In fact, it didn’t take long to fill the space. “I was shaking in my boots for the first six months,” Potter said. But they threw a big opening party — one of the attractions was Lioy’s friend Chuck Mangione — and six months later the space was 70 percent occupied.

The first tenant was sculptor Yossi Barel. “I brought him over and said, ‘Here’s 43,000 square feet — take your pick.’ ” The original eight tenants divided all that space. Now it’s shared by 27, with a range of sizes, from small painters’ digs to enormous multistory enterprises.

It’s easy to miss the long, low brick buildings, hidden behind a bowling alley and a car wash on the commercial strip of Cobb Parkway. And despite the center’s success, its little niche in Marietta hasn’t exactly become fashionable. “I wasn’t going in the direction of what most people consider an arts center to be,” Potter said. “We’re the dirty, smelly, noisy place.”

But in a good way. Consider Andre Freitas, one of the center’s oldest tenants. Freitas makes everything from dinosaurs for museum exhibits (including the dinosaurs at the Fernbank) to wrestling costumes; his studio is festooned with body parts of otherworldly creatures, portrait sculpture and prehistoric animals. He specializes in special effects costuming for movies and rock bands.

Another long-term tenant is Stacy Michell, who sells her hand-dyed textiles all over the world and whose large space at the center is a maze of baths, troughs and complex plumbing. On a recent morning, she walked her dog outside her studio and described her exhausting schedule — she’d just returned from Japan and was hurrying to finish renovations to her space.

Potter is pleased and bemused that the center has recently attracted a contingent of performing arts groups. One is Sensitive Charles, a children’s video production company that makes offbeat short films to be used by churches. Charisma Studios teaches acting for kids and adults. Blank Stage Productions is a full-service video production company. And Masud Olufani combines paintings and sculptures with classic Southern storytelling.

There’s also the Big City Burlesque and Vaudeville Troupe, which produces 1940s-era burlesque shows. There will be two performances Saturday night — one family-friendly show suitable for kids at 8 p.m. and an adult show at 10 p.m. Admission is $7 for the kids show and $15 for the adult show.

Among these newcomers, however, are more traditional crafts studios. Potter’s own woodworking shop produces everything from architectural models to futuristic solar light fixtures. There’s a stained glass studio, a weaver, a metalwork shop, photographers, portrait painters, a maker of glass beads. Stan King makes palatial birdhouses with stories of their own (like the abode designed for avian polygamists, complete with mirror on the ceiling).

The point, Potter said, is that these creative ventures actually make a living. “We’re all about the business of art — can you make a living doing what you love?” he explained. “We’ve had some fantastic jobs come in and out of this building.”

Often the tenants subcontract to each other, and it’s not uncommon for many of them to be involved in a job together.

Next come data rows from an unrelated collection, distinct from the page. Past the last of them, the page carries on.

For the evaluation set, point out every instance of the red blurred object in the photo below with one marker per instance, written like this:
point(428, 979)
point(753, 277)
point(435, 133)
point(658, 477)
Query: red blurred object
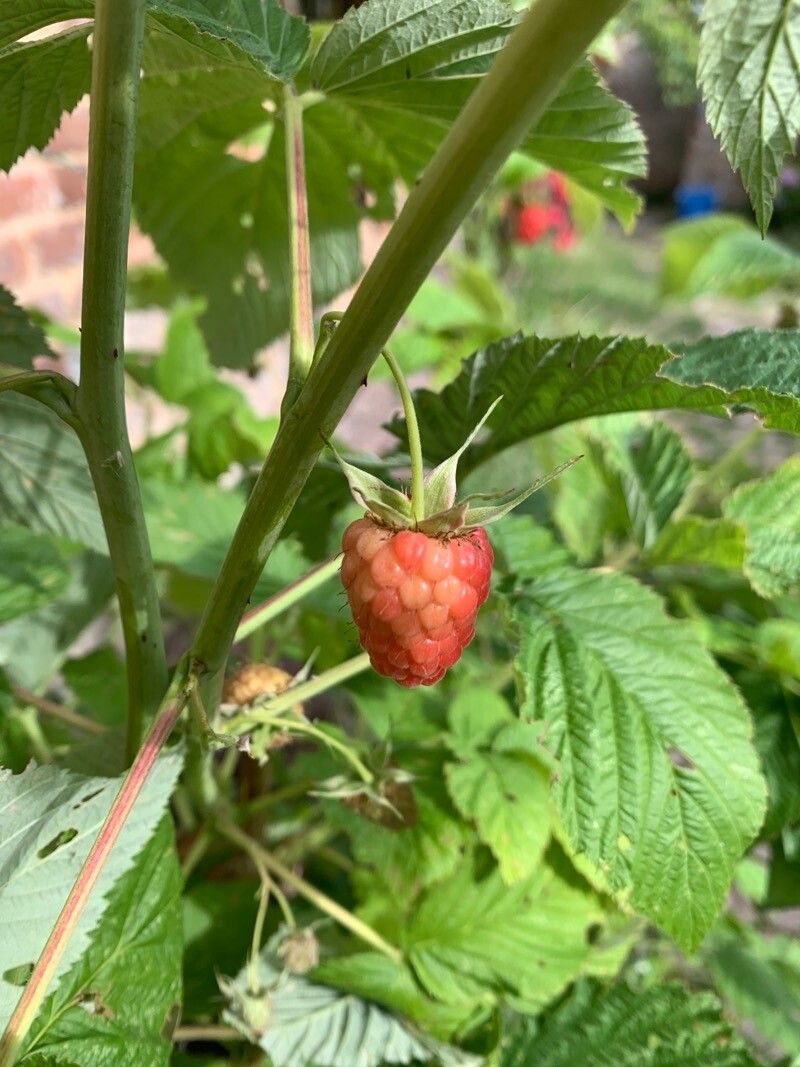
point(534, 221)
point(548, 217)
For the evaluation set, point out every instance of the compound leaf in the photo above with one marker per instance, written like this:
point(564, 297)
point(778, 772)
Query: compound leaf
point(49, 818)
point(658, 786)
point(115, 1003)
point(750, 76)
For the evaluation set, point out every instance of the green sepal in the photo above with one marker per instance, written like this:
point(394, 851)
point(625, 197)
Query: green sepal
point(440, 486)
point(481, 516)
point(387, 504)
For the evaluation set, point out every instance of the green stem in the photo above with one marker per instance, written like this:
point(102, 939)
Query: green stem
point(415, 444)
point(79, 894)
point(301, 327)
point(287, 598)
point(314, 895)
point(100, 401)
point(541, 52)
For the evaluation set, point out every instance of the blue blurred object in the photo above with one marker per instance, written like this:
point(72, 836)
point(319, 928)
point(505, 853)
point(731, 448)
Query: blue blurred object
point(694, 201)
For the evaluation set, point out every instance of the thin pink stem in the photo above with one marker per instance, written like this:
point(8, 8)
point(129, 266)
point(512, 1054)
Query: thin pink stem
point(76, 902)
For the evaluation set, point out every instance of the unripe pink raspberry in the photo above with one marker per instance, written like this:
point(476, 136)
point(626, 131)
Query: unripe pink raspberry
point(414, 598)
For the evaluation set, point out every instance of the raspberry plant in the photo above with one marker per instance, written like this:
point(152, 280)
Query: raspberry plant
point(526, 859)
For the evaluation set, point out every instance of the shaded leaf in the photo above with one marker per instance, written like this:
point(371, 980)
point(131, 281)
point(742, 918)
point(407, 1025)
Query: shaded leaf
point(769, 510)
point(656, 471)
point(756, 368)
point(277, 41)
point(722, 254)
point(40, 81)
point(547, 383)
point(115, 1004)
point(750, 77)
point(32, 571)
point(702, 542)
point(658, 785)
point(299, 1022)
point(210, 185)
point(497, 782)
point(44, 478)
point(32, 648)
point(665, 1025)
point(760, 981)
point(472, 936)
point(49, 819)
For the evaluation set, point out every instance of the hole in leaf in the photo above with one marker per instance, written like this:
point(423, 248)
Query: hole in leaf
point(678, 759)
point(92, 1004)
point(592, 933)
point(86, 798)
point(18, 975)
point(61, 839)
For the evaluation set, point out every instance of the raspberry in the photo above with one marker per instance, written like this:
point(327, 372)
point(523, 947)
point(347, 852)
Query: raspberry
point(414, 598)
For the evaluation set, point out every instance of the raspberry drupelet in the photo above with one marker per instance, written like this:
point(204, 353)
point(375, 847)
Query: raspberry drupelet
point(414, 598)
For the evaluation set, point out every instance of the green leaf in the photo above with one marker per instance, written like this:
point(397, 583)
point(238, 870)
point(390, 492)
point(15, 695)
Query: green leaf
point(760, 981)
point(98, 682)
point(665, 1025)
point(20, 339)
point(184, 365)
point(116, 1004)
point(299, 1022)
point(525, 550)
point(779, 749)
point(424, 60)
point(769, 510)
point(658, 787)
point(756, 368)
point(472, 936)
point(373, 976)
point(20, 17)
point(49, 818)
point(701, 542)
point(547, 383)
point(32, 648)
point(277, 41)
point(656, 471)
point(498, 782)
point(41, 80)
point(724, 255)
point(415, 857)
point(32, 571)
point(210, 175)
point(200, 547)
point(750, 77)
point(44, 479)
point(686, 242)
point(778, 645)
point(218, 929)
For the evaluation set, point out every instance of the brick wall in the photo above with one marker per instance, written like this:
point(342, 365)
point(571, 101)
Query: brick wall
point(42, 215)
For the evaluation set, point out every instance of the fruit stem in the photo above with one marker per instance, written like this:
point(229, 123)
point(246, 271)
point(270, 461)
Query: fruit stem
point(314, 895)
point(301, 332)
point(415, 444)
point(271, 608)
point(550, 40)
point(297, 694)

Marietta may not have turned into the Brooklyn of North Georgia, and Atlanta’s hipsters are not exactly crowding Cobb Parkway, opening wine bars and cute little restaurants.

Asked if he gets enough respect, Potter shrugged. “I gambled,” he said. “Some people didn’t go for it. I’ve had times when I wondered. But when you’re 100 percent leased, how can you [complain]?

“There’s a lot of art out there that doesn’t put food on the table.”